Vancouver photographer and film artist Stan Douglas will represent Canada at the 2021 Venice Biennale, the National Gallery of Canada announced Wednesday.
The artist, who divides his time between his hometown of Vancouver and a teaching post in Pasadena, Calif., will mount a solo show of new work in the Canada Pavilion for the 59th version of the art world’s Olympics. Through a career dating back to the 1980s, Douglas has reflected on urban life, history and technology, often looking at the way both historic events and media itself shape our identities and social relations. He is one of Canada’s best-known artists internationally and has shown in four group shows at the Biennale previously, as well as three iterations of the prestigious documenta exhibition in Germany.
His films have exposed social interactions by placing freighted encounters in a context that mimics the feel of commercial movies or advertising; his still photography has included elaborate restagings of historic events such as the Gastown riots of 1971. In Blackout, a series of digitally manipulated photographs he showed in Venice last year, he imagined a total blackout in New York, providing scenes of the darkened skyline and the looting that might ensue.

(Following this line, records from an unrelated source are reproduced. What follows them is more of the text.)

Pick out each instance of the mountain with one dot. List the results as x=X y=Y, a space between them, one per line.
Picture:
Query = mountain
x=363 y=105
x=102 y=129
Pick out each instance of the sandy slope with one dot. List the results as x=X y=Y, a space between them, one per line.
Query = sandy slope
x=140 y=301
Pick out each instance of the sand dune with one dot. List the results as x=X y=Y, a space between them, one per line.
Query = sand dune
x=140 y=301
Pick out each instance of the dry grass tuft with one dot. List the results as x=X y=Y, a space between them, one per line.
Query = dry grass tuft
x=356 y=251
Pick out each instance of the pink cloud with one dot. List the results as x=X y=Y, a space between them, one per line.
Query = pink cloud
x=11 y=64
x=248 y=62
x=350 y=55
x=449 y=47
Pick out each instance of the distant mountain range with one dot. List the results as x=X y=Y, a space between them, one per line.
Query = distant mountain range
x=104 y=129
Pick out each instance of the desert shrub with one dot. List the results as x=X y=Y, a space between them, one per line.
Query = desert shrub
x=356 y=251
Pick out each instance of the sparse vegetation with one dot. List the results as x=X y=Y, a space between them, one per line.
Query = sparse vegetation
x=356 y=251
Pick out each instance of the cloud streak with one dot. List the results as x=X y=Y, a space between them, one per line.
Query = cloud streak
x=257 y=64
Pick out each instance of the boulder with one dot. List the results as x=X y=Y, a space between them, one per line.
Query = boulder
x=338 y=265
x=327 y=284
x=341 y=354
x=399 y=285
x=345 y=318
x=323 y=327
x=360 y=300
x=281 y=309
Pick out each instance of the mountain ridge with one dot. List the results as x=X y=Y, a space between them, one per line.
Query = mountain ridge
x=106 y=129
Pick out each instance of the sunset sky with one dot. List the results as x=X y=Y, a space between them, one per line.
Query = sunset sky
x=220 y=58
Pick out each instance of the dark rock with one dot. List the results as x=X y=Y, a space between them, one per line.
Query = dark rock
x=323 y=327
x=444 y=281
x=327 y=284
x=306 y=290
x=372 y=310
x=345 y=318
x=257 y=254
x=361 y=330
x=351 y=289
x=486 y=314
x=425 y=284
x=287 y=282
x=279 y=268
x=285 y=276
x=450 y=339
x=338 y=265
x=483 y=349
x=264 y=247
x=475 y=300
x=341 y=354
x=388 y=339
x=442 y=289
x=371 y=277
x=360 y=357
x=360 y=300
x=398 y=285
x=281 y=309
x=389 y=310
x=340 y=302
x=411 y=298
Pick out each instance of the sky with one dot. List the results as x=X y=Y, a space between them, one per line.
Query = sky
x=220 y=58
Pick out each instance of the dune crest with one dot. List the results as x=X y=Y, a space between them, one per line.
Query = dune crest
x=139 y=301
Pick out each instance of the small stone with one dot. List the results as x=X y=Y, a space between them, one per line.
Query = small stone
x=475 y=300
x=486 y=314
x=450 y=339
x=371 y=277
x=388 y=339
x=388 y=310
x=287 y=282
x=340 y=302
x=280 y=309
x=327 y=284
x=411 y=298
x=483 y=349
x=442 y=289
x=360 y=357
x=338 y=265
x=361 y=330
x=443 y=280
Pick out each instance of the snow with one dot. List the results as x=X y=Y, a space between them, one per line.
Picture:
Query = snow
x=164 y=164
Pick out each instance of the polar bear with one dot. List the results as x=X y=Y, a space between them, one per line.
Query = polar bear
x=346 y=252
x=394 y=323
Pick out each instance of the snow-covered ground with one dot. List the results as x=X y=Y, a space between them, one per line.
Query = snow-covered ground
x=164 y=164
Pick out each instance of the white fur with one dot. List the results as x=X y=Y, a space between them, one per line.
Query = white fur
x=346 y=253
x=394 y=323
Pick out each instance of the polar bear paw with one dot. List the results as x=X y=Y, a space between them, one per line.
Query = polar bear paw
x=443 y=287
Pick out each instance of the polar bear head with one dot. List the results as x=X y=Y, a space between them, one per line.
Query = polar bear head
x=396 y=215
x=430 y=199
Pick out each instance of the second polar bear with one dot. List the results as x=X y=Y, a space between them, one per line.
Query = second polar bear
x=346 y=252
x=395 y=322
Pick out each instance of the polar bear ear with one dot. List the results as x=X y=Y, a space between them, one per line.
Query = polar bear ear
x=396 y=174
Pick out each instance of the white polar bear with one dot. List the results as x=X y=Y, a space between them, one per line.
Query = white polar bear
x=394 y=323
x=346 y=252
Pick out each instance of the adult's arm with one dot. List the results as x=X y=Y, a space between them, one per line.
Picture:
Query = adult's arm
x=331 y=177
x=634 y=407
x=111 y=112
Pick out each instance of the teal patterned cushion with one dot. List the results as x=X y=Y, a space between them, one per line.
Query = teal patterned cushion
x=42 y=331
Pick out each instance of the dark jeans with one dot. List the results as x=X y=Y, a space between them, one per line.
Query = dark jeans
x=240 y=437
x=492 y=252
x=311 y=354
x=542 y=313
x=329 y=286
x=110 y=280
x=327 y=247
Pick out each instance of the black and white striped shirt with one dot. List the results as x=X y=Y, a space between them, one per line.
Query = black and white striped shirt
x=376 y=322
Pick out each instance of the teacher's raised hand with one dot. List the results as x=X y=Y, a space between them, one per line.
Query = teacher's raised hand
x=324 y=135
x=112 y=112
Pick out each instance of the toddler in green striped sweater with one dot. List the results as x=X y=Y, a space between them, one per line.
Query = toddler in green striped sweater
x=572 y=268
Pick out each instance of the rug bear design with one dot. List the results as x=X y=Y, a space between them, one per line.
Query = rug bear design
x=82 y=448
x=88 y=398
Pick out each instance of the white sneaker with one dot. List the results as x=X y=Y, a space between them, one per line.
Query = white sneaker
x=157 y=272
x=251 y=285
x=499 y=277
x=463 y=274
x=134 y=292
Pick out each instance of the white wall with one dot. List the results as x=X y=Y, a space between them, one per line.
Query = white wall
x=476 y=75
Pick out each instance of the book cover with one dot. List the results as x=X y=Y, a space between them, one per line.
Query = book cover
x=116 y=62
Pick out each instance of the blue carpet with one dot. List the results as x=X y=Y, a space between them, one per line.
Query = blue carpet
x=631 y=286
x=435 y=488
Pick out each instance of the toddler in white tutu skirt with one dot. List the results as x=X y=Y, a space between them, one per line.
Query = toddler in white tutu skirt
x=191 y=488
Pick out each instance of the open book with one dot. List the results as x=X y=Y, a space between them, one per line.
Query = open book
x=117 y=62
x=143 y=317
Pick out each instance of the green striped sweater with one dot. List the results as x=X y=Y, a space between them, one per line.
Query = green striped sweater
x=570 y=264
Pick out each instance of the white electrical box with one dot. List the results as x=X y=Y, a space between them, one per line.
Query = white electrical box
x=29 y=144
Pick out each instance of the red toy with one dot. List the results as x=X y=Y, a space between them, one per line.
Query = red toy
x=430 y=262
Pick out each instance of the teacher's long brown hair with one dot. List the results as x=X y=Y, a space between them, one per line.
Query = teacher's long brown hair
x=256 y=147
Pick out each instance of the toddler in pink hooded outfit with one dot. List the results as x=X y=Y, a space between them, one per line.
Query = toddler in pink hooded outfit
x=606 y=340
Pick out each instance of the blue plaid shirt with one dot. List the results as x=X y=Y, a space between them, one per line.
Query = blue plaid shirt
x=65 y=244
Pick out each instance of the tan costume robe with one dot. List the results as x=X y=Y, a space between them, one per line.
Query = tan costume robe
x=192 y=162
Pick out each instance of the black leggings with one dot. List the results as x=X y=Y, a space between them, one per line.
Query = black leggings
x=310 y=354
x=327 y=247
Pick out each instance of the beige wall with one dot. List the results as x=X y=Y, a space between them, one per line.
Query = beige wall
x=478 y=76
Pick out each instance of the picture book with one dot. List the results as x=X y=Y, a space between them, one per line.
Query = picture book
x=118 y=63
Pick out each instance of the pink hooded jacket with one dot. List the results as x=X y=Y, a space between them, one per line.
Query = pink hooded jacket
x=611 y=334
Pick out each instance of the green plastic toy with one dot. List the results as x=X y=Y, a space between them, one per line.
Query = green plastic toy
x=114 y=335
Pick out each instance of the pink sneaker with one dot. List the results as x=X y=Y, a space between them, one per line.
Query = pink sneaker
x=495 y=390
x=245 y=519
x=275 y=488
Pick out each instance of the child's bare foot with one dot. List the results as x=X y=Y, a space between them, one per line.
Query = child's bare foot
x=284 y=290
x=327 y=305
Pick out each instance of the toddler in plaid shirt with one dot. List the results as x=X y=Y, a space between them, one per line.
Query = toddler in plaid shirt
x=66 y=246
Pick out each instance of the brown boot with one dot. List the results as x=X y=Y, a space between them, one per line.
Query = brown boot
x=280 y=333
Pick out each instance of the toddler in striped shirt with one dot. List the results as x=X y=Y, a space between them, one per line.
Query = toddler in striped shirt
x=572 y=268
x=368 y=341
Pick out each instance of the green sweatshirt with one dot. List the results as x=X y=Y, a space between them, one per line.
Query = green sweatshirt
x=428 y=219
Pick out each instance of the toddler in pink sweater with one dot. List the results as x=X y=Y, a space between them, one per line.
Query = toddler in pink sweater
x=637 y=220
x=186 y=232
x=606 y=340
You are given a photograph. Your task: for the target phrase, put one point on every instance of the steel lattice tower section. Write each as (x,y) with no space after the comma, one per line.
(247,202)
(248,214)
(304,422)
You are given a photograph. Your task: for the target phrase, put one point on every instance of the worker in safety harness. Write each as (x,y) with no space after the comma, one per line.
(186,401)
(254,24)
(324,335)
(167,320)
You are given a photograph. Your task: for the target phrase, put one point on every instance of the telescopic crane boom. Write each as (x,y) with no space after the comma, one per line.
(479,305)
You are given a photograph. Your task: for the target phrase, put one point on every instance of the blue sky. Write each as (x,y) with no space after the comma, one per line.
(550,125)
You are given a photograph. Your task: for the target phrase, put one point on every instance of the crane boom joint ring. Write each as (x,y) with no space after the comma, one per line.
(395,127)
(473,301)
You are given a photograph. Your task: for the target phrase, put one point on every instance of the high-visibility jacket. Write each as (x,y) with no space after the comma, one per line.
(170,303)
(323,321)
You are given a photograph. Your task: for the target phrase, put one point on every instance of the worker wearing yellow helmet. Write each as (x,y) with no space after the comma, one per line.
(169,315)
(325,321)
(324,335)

He has also ventured into theatre: Helen Lawrence, his 2014 collaboration with screenwriter Chris Haddock, incorporated film into a stage play, a crime thriller set in Vancouver’s underworld in the late 1940s.
In Venice, his task will be to fill the awkward spiralling shape of the recently renovated Canada Pavilion, a small and airy structure of brick, wood and glass originally built in 1957. The jury who picked Douglas cited the relevance of his work to the global debates taking place in Venice, but the National Gallery can’t say yet whether he will be producing film, photography or even live performance.
“We are in early conversations,” said NGC director Sasha Suda, adding Douglas would make a proposal to the gallery in March. Since the gallery took over the Canada Pavilion selection process a decade ago, it names an artist first without any particular project or curator attached.